The next day many of these men here started for Germany, following at the tail of the retreating German Army.  They reached the great river, called the Rhine, on Dec. 14th, 1918 and took charge of all the country west of the river and for a considerable distance on the right bank, or the east side.  The war was over.

Then came the great work of bringing these soldiers back home.  When we signed the armistice, this government was landing on the shores of France 20,000 men every day and it took over a year to get them all back home.  Do you know what is the hardest thing a soldier has to do?  It is to come home.  There is something in that which tears the heart strings.  When we first sighted the shores of America, as we neared New York City, there was not much yelling or noise.  The men were silent and many eyes were filled with tears.  Thoughts of the hardships which were now past; remembrance of the death of boys now sleeping under the poppies of France; many changes had taken place in our own country since we had left; death and disease had stalked through the land and many homes were desolate back here, while the boys were over there;  all these things tended to arouse the emotions. And then the yelling hysterical crowds which welcomed them home and the victory parades and ceremonies which followed.  And, at last, they came over the hills yonder, back to the pleasant valleys and grass-covered hills of their birth place and to the homes of their own people and they are with us today.

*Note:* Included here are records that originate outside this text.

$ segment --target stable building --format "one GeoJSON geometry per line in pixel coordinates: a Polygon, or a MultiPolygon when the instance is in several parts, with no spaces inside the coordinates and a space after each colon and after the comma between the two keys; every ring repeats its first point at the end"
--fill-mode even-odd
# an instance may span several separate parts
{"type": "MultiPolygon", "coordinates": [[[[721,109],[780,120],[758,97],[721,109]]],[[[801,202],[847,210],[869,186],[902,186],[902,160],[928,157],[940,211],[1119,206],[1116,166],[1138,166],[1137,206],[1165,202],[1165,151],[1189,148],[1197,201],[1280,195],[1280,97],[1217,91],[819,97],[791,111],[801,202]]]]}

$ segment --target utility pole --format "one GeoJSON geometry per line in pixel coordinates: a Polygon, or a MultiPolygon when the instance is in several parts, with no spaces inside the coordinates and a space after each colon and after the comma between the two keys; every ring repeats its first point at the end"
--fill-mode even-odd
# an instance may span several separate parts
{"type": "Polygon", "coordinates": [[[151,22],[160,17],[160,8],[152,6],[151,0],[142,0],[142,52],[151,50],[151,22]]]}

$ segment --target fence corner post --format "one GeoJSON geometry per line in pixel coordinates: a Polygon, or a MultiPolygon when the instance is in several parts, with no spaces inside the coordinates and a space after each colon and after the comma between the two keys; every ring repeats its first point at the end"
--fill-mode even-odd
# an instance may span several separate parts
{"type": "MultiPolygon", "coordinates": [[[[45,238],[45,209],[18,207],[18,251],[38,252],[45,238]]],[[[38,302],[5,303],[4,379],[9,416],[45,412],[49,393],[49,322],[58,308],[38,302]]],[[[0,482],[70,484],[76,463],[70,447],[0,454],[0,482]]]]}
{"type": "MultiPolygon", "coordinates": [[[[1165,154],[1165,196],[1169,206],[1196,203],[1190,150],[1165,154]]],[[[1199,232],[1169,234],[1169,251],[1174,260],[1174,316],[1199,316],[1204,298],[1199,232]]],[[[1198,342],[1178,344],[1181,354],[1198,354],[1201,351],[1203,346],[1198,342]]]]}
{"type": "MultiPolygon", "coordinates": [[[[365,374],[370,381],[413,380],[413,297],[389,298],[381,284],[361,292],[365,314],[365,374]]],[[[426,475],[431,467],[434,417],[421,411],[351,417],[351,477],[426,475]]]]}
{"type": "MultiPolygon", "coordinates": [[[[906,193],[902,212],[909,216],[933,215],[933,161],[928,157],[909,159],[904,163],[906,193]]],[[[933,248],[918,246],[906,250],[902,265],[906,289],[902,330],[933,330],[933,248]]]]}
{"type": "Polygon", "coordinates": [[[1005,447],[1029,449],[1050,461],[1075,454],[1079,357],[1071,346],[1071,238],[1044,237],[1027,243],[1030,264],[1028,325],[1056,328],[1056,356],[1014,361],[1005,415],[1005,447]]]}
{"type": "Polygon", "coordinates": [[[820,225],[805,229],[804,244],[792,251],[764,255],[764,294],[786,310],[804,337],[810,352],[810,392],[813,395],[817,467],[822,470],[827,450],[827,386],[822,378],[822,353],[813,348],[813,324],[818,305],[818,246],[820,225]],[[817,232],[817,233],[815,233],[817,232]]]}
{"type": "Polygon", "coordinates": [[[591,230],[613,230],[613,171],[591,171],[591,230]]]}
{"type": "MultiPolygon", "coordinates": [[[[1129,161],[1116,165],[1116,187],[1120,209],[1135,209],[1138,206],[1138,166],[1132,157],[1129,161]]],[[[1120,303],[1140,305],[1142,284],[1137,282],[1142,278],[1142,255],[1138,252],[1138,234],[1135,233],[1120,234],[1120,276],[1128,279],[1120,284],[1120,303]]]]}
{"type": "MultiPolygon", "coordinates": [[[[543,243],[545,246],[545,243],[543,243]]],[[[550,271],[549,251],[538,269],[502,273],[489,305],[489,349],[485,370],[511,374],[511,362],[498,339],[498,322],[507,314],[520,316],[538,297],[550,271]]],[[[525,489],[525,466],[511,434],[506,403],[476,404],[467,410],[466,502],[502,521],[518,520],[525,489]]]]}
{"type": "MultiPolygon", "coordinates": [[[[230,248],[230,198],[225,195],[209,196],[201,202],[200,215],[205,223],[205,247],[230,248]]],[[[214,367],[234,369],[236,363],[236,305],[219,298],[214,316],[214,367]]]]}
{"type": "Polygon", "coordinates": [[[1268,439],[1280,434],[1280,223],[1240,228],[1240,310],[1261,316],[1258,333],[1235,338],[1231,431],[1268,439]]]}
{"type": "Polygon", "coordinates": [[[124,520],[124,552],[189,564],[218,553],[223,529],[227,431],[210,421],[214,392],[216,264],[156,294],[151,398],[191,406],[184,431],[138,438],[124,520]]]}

Did I say they were with us today?  Yes, but not all of them.  The U.S.Government has purchased from France three plots of ground.  One is at Surenes near Paris, another is nearby that little village where the most momentous battle of history was fought, Chateau Thierry. The other one is on a gently-sloping hill. In the banks of the Meuse river in the Argonne.  In each of these lie the brave boys who did not return and who are not with us today.  In the last few days of the war we tore from the possession of the enemy, the green hill at Romagne sur Mountfaucon and drove him in confusion into the river.  It was a terrible battle there on that hill.  Today there are rows upon rows of small white crosses there, and a great American Flag floats from a tall staff there over them.  33,000 American Soldiers lie there in their last sleep and their graves are kept green by the tears of America and the gentle, loving hands of the people of France.  They whose stars are upon these flags, sleep there today, having died upon the fields of honor.

Then, let us not forget those ideals for which they died and for which these returned soldiers fought.  Remember always the principle of freedom and tolerance which this country has established and keep ever-burning before you, the fires of patriotic love which caused these men here, today, to leave their own homes and people and engage an enemy upon a foreign shore, that you and yours might live in peace and security.